"Luis vattene da Roma, se liberato er posto ar Barcellona" recitava uno striscione goliardico esposto da qualche tifoso giallorosso all'Olimpico. L'allenatore di Gijon sorride e, dopo la breve parentesi con il Celta Vigo, se la prende sul serio la panchina del Barcellona. E fa triplete.

"Sì, ma con Messi, Suarez e Neymar il Barcellona lo alleno anch'io" è il commento dei tanti denigratori dell'asturiano. Che poi, a dire il vero, sono gli stessi che quando i blancos di Ancelotti inanellarono una straordinaria serie di vittorie consecutive si lasciarono andare ad un "il Real lo alleno anch'io".

Italia, patria di artisti e commissari tecnici, si sa. E nel paese degli allenatori, gli allenatori non hanno meriti. Solo demeriti. Se vincono tre titoli consecutivi è merito della squadra, se perdono è colpa loro. Solo colpa loro.

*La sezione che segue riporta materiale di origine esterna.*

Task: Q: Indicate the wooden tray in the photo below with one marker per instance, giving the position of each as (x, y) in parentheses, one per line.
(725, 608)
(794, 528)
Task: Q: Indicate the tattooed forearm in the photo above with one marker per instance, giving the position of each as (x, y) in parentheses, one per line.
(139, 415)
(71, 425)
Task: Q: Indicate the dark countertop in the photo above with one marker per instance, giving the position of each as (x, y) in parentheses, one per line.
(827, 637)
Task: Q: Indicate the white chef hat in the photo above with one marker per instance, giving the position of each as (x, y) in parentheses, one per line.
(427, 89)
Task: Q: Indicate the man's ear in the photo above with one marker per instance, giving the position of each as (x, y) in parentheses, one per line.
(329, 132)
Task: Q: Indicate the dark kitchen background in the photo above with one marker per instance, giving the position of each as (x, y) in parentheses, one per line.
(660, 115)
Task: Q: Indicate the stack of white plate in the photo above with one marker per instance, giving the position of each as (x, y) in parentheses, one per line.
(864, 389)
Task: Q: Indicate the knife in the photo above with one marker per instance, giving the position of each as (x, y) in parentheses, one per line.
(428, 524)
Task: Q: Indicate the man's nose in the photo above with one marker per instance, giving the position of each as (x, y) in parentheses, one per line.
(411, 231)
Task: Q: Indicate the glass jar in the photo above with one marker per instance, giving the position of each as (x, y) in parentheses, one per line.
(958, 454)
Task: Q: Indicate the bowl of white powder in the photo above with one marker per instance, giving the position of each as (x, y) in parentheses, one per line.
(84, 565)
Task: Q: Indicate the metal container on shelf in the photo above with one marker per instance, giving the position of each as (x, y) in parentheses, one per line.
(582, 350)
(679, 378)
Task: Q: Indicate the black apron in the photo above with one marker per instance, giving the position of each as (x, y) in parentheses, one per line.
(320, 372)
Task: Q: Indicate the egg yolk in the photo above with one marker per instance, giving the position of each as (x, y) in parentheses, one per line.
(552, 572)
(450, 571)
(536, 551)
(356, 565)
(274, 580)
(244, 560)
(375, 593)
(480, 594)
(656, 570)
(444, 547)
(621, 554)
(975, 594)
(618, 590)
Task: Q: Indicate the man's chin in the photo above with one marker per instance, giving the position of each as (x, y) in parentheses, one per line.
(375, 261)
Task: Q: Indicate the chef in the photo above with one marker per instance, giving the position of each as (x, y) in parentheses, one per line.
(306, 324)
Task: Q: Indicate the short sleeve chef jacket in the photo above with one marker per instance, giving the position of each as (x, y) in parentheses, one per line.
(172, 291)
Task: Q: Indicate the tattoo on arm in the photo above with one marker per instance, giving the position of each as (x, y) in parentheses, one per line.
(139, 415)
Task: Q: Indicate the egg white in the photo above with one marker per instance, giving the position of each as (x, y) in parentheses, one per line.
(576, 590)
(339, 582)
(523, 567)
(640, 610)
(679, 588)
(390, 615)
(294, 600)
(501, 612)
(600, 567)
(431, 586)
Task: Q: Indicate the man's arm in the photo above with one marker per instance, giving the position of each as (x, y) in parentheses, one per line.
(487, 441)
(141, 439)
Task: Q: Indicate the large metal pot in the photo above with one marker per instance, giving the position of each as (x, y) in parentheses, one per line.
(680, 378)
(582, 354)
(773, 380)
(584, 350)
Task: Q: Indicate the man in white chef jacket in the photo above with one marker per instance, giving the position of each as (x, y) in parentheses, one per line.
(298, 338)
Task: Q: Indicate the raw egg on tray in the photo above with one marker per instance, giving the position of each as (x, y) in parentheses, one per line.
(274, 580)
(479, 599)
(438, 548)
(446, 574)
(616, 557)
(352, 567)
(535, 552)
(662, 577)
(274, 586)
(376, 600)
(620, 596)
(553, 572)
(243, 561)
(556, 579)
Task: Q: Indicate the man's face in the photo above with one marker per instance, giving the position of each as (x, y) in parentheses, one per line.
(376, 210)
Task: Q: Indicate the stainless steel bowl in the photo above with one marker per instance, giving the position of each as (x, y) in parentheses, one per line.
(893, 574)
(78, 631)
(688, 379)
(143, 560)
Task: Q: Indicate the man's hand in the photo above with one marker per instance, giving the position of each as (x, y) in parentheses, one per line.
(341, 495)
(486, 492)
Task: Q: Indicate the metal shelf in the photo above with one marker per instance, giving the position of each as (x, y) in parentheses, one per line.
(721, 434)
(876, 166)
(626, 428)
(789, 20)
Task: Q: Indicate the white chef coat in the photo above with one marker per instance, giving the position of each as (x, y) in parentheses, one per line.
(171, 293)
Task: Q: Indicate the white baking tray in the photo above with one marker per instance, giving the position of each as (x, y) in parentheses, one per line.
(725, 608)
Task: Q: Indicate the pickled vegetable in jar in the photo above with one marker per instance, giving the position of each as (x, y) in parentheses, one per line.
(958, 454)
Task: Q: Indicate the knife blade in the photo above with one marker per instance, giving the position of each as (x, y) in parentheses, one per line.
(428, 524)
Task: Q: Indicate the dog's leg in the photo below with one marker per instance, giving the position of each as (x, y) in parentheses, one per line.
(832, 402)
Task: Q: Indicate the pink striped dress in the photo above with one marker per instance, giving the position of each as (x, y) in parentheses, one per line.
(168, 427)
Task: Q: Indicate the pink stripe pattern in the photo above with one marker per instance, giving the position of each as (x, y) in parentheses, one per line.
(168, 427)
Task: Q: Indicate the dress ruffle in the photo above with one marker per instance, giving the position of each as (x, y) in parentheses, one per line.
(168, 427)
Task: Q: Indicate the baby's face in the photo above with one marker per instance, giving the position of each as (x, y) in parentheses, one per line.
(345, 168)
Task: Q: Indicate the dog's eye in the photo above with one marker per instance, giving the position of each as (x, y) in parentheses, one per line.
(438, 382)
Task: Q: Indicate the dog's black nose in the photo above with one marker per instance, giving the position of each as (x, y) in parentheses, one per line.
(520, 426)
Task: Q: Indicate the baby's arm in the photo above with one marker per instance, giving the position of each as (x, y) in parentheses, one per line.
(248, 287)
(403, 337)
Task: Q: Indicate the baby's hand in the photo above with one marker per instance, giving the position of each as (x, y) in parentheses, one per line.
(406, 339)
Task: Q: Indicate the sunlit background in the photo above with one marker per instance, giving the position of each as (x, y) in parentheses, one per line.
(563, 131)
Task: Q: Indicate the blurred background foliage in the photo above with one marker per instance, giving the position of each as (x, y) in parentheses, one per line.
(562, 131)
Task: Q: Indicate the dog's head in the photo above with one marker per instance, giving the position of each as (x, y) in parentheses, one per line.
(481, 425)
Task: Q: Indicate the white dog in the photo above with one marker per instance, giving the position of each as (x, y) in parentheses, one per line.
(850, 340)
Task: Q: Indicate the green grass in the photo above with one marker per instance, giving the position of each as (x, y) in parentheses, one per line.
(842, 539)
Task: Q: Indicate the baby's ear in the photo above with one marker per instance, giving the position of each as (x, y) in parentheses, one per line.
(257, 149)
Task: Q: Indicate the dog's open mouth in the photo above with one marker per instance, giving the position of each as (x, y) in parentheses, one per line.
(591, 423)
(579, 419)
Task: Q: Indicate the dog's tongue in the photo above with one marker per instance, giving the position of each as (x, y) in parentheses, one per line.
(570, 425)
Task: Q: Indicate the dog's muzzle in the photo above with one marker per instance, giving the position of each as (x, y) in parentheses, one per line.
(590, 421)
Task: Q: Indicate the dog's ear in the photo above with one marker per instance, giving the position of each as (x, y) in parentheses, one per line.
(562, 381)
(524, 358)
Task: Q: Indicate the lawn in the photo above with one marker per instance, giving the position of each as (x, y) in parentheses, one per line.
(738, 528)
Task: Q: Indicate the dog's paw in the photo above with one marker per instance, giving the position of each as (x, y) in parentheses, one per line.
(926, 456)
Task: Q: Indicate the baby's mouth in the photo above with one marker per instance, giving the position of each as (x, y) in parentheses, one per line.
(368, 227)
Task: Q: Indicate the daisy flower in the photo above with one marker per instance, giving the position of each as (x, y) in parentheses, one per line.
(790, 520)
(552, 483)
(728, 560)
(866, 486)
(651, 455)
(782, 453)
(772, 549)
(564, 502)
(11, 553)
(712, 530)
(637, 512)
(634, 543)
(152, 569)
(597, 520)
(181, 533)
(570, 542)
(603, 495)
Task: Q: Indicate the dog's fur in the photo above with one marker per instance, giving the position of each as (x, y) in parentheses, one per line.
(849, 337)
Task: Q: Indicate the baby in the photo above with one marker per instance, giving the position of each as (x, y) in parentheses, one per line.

Grazie alla straordinaria rivincita di Luis Enrique sorride anche Rafa Benitez, anche se adesso è l'allenatore della principale rivale della squadra blaugrana. Sorride Rafa perché il suo percorso tra Italia e Spagna è veramente molto simile a quello del collega alla guida dei catalani. Denigrato in Italia, nonostante gli ottimi risultati conseguiti al Napoli (tenendo conto di diversi fattori), l'ex allenatore degli azzurri si appresta a vivere una straordinaria avventura al Bernabeu.

Ma caro Rafa, ti avviso. Se vincerai qualcosa, sarà merito della BBC (Bale, Benzema, Cristiano Ronaldo). Se perderai, sarà solo colpa tua. Perché in Italia funziona così.